Tech

Former YouTube CEO Susan Wojcicki dies at 56


The simple house on Santa Margarita Avenue in Menlo Park, California, had only been vacant for a few years when I visited in 2008, but the ghosts were still there. Here’s where Larry Page and Sergey Brin started Google a decade ago. There was the garage that was once filled with newly delivered servers and routers; there were the carpeted rooms in the back of the house where Page, Brin, and their first employee, Craig Silverstein, wrote code; outside the window was a backyard with a hot tub.

In Google’s early days, the house belonged to a young couple, Dennis Troper and Susan Wojcicki, who had recently purchased it for $615,000. To help with the mortgage, the Google duo paid them $1,700 a month to rent the unused space. “They came in through the garage,” Wojcicki later told me. “They weren’t allowed in the front door.”

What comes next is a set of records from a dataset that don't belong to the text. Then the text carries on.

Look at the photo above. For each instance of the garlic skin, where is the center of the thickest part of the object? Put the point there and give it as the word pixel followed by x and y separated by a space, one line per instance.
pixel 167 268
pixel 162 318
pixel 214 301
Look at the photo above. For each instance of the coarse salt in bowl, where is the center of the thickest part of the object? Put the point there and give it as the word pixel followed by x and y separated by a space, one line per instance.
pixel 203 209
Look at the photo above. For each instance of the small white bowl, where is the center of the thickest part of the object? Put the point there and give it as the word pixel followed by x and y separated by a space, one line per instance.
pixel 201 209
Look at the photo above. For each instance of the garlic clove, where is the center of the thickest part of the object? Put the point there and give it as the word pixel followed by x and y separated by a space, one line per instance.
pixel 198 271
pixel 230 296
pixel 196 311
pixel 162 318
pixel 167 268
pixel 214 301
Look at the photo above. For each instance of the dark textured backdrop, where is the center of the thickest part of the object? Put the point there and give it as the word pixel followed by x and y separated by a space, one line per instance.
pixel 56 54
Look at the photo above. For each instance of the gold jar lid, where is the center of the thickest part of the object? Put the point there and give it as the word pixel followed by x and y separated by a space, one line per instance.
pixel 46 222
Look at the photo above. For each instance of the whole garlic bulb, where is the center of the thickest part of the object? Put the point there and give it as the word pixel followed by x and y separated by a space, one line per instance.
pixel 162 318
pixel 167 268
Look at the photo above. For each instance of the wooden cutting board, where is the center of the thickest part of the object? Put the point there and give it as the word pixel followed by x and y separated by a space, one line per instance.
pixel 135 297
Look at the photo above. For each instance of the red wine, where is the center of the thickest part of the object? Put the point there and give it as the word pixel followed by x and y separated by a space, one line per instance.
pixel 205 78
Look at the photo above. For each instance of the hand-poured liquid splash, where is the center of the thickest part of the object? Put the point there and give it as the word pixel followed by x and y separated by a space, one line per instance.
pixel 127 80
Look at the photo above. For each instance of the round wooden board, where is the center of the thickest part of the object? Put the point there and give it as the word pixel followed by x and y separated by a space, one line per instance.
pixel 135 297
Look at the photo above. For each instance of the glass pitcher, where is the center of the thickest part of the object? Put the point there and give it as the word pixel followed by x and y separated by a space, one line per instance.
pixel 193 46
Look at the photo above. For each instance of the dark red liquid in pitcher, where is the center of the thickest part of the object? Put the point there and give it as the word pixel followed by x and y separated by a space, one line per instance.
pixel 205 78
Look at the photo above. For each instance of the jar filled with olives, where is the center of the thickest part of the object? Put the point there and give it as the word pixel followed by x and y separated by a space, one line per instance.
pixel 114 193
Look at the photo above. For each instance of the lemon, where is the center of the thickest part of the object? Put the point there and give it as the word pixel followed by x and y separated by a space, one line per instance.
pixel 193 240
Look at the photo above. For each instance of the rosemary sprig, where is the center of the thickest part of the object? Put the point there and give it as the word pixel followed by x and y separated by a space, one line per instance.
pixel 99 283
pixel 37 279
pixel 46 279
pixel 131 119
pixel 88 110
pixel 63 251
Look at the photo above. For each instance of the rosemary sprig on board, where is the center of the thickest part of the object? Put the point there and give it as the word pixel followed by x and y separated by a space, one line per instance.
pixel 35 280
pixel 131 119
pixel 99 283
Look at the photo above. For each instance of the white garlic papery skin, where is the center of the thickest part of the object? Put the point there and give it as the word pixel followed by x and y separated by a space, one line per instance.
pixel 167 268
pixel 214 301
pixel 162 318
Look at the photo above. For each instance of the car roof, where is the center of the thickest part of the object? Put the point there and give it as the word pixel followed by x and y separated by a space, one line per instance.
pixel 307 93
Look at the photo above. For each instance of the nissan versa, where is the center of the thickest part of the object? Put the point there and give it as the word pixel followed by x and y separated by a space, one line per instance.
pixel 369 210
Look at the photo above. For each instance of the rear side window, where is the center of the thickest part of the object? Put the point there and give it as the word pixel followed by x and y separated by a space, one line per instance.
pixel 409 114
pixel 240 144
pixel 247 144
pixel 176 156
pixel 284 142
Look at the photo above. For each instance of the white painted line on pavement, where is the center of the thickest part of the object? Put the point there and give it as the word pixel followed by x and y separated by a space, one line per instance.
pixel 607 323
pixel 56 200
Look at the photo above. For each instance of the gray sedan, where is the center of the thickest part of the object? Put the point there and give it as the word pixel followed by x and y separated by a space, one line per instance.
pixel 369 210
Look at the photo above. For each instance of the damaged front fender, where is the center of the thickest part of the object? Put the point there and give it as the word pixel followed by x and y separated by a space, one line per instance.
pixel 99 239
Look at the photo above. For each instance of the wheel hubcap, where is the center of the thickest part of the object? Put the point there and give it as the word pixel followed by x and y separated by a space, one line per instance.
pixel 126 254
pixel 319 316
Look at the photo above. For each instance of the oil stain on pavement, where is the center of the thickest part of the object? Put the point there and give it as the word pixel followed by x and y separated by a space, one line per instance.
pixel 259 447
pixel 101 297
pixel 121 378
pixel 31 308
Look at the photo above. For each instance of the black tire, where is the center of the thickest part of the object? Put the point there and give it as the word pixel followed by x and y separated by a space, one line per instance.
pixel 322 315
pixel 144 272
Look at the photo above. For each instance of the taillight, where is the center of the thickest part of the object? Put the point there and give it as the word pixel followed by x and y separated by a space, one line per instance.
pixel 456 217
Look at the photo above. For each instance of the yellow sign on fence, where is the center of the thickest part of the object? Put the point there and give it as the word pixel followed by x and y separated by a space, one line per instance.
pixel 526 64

Wojcicki found herself hanging out with young founders and was fascinated by the rise of the search startup. She soon joined the company, which had grown to 15 people and moved out of her house and into a real office, above a bicycle shop in Palo Alto. In 2002, She took over Google’s advertising division.eventually becoming CEO of a multibillion-dollar business that transformed the entire industry. In 2014, she became CEO of the company’s YouTube video product, running one of the world’s largest media properties and navigating through competition with other social networks and content moderation crises. Despite being one of the most powerful women in any business, she remained low-key, even until she left in February 2023, “to begin a new chapter focused on family, health, and personal projects I’m passionate about,” as she wrote on the company blog.

That humble ethos persisted into her difficult final years, as she battled non-small cell lung cancer. On Friday, Troper said Susan Wojcicki died at 56.

In a company known for its quirky quirks, implausible ambitions, and flashy profiles, Wojcicki has somehow managed to avoid the spotlight while taking on enormous responsibilities. Even before Eric Schmidt became CEO of Google and became known as the adult in the room, Wojcicki was a calm, analytical person whose sound advice and strong work ethic qualified her to take on the company’s most important roles, even as Google, later renamed Alphabet, grew into one of the most powerful companies in the world. In the early days, her academic background—which included a degree from Harvard and an MBA from the Anderson School of Management at UCLA—as well as her experience at Intel made her a relative veteran of the company’s more established women. She’s also very much a family person, as co-founder Brin married his sister Ann (they divorced in 2015).

Before Schmidt arrived, Wojcicki was actively steering Google toward profitability. “There was a shift where we realized we could make more money from advertising, as opposed to providing web search,” she told me in 2008, in an interview for my company history.